Closer to the Truth is the twenty-fifth studio album by American singer and actress Cher. It was released on September 20, 2013 by Warner Bros. Records. Opting to re-establish her music career, she began planning the project in 2011, shortly after her appearance in the movie Burlesque and the conclusion of her residency show at Caesars Palace. Work continued into 2012 and 2013. While the album was initially planned to be pop rock-oriented, Closer to the Truth ultimately became a prominently dance-inspired record. As executive producer, she enlisted longtime collaborator Mark Taylor to work alongside new producers such as Paul Oakenfold, Billy Mann, Timbaland and MachoPsycho to achieve Cher's desired sound.

Described by Cher as "very eclectic" and "her best album ever", Closer to the Truth is primarily a dance-pop record, yet it includes a broader range of various musical genres such as house, synth-pop, EDM, soft rock and country and contains influences by the music of the 1990s. The lyrical themes revolve largely around romance, feminism, individualism and self-empowerment. The album also features additional vocals and songwriting duties from several new partners, including singers Pink and Jake Shears.
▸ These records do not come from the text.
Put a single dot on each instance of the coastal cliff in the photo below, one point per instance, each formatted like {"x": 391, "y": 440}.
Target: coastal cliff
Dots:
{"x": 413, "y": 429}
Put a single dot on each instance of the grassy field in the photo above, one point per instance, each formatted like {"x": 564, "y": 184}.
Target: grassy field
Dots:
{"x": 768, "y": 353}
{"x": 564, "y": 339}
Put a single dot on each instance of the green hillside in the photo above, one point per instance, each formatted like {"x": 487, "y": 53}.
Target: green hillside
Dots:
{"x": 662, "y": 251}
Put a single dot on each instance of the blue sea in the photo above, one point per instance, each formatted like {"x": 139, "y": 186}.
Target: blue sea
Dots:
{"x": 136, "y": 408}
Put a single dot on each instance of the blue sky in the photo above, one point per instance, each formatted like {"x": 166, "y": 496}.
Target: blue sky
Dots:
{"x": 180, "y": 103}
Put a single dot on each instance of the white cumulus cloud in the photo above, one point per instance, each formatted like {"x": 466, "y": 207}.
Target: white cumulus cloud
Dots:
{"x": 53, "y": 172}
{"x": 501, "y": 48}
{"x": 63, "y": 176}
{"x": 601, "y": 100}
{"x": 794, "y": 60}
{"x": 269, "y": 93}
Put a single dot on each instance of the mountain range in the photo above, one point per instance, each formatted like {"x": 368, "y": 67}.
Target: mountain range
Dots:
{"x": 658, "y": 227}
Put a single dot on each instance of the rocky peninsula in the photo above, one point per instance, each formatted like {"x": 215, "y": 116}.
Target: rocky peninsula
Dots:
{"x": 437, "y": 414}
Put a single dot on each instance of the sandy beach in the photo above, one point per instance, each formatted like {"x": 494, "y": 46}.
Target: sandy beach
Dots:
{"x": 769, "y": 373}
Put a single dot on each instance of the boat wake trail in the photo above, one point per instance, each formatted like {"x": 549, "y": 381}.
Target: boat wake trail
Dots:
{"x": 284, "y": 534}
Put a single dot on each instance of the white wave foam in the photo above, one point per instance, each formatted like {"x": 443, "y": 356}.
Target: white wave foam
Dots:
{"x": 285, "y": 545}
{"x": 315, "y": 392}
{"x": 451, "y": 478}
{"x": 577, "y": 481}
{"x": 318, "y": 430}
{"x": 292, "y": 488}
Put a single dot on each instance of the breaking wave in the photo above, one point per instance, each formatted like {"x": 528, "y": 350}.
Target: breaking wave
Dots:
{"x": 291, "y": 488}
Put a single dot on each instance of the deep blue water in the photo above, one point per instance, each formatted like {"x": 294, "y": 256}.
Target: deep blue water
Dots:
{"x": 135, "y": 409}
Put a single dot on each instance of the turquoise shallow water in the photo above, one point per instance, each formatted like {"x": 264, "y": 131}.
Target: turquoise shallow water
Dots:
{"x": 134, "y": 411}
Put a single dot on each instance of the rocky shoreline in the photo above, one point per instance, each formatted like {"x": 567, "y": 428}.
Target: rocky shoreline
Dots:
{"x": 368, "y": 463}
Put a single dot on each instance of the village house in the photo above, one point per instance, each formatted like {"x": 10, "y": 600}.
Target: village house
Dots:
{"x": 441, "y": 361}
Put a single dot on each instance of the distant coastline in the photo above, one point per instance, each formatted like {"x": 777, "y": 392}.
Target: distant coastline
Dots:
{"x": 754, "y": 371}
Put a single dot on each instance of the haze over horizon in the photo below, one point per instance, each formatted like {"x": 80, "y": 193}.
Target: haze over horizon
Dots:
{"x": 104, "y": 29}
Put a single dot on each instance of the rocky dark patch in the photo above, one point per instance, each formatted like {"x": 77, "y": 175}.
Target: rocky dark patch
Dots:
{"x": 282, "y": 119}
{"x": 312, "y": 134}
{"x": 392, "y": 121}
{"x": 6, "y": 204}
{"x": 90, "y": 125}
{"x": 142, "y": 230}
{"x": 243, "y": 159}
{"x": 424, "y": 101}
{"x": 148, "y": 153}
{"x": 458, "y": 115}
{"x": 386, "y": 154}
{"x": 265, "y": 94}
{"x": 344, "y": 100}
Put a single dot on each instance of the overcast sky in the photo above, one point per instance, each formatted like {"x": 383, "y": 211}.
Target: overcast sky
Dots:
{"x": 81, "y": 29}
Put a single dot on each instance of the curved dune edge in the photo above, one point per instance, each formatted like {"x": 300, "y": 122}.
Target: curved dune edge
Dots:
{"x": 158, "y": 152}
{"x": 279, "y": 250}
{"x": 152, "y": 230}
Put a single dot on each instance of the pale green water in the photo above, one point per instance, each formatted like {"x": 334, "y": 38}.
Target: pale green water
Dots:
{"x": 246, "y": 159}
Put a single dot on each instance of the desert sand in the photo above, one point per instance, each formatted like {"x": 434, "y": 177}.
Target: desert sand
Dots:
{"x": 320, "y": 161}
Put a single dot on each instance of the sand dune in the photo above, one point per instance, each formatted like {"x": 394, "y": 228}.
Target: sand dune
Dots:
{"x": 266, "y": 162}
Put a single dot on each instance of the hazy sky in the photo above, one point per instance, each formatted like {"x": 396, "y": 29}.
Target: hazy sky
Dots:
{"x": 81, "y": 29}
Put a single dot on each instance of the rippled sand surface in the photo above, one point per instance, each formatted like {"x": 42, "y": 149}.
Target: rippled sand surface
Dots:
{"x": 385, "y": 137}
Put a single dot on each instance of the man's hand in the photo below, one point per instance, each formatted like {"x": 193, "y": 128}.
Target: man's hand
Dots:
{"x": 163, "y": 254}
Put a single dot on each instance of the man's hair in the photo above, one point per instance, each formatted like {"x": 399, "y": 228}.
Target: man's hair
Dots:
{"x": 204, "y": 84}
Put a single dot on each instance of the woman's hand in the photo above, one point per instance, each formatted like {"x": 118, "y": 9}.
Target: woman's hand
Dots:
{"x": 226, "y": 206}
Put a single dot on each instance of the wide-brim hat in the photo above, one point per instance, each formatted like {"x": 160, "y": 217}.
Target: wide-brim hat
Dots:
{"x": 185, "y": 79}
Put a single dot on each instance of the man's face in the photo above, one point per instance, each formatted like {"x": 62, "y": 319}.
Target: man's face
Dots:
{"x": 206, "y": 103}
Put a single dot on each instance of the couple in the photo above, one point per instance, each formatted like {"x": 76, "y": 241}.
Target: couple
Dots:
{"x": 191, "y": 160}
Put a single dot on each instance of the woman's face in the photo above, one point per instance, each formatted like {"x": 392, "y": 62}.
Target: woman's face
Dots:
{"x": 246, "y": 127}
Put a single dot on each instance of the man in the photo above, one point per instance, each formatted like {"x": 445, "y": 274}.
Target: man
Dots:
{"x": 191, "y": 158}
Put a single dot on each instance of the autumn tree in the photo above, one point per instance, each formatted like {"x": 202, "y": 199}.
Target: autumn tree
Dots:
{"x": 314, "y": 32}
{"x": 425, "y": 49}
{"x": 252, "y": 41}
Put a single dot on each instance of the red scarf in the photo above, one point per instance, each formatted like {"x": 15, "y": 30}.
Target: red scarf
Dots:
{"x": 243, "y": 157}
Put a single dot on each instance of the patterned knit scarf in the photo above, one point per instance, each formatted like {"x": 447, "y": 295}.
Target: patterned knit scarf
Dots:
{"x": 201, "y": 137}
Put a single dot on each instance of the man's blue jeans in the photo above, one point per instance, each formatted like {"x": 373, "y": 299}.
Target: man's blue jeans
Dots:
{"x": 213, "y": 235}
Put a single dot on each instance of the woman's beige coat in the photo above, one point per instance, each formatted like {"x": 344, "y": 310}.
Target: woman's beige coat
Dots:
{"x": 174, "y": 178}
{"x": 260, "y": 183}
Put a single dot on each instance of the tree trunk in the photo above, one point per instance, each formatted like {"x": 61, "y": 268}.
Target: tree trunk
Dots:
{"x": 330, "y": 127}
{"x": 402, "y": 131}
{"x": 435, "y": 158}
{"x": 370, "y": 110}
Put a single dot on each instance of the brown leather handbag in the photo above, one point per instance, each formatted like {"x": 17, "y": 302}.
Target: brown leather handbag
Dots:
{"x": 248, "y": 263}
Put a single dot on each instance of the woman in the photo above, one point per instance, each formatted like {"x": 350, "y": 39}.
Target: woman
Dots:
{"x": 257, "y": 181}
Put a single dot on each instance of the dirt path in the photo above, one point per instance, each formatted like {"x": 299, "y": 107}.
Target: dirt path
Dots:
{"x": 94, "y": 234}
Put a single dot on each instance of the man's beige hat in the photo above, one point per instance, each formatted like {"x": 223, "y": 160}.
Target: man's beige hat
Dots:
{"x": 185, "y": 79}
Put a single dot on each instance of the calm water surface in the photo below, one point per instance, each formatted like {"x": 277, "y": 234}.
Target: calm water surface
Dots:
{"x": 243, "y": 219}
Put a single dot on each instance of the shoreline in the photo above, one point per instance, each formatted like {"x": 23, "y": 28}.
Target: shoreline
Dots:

The album received generally positive reviews from contemporary music critics, and was a success commercially, debuting and peaking at number three on the U.S. Billboard 200 with first-week sales of 63,000 copies, becoming Cher's highest-peaking solo album on that chart. However, with her album Dancing Queen (2018) debuting at number three on the Billboard 200 with sales of 153,000 copies in its first week, that record is now a tie. As of February 2014, Closer to the Truth has sold 285,000 copies in the country according to Nielsen SoundScan. It was certified gold by Music Canada and silver by BPI. It charted within the top ten in Canada, Germany, Russia, Scotland, the UK, and the US as well as moderately throughout several other international territories.

"Woman's World" was released as the lead single from Closer to the Truth on June 18, 2013, in the United States and Canada, and peaked at number one on the US Billboard Hot Dance Club Songs. The second single, "I Hope You Find It", was released on October 4, 2013, and charted strongly in several European national record charts. It was followed by singles "Take It Like a Man" and "I Walk Alone", both peaking at number two on the US Billboard Hot Dance Club Songs. Cher promoted Closer to the Truth with several television appearances and performances worldwide. She garnered widespread media attention when she declined the invitation to perform at the 2014 Winter Olympics because of Russia's anti-LGBT sentiments. Later, Cher embarked on her sixth concert tour titled the Dressed to Kill Tour on March 22, 2014.

Background and recording
Cher's last album, 2001's Living Proof, was supported by her record-breaking world tour, which ended in 2005. After a three-year hiatus, she began a Las Vegas residency and it was then that discussions of a new album began. In December 2008, she was said to be planning a record of 1960s covers, but in 2010 instead turned her attention to a movie comeback in Burlesque. For the film, she recorded two songs, "Welcome to Burlesque" and "You Haven't Seen the Last of Me". During promotion for Burlesque, Cher confirmed she was working on a new album in Nashville. The project's genre was described as southern rock and even country. However, after the success of "You Haven't Seen the Last of Me" on the US Hot Dance Club Songs chart (her seventh number one on that chart), the musical direction of the album changed to dance-oriented pop.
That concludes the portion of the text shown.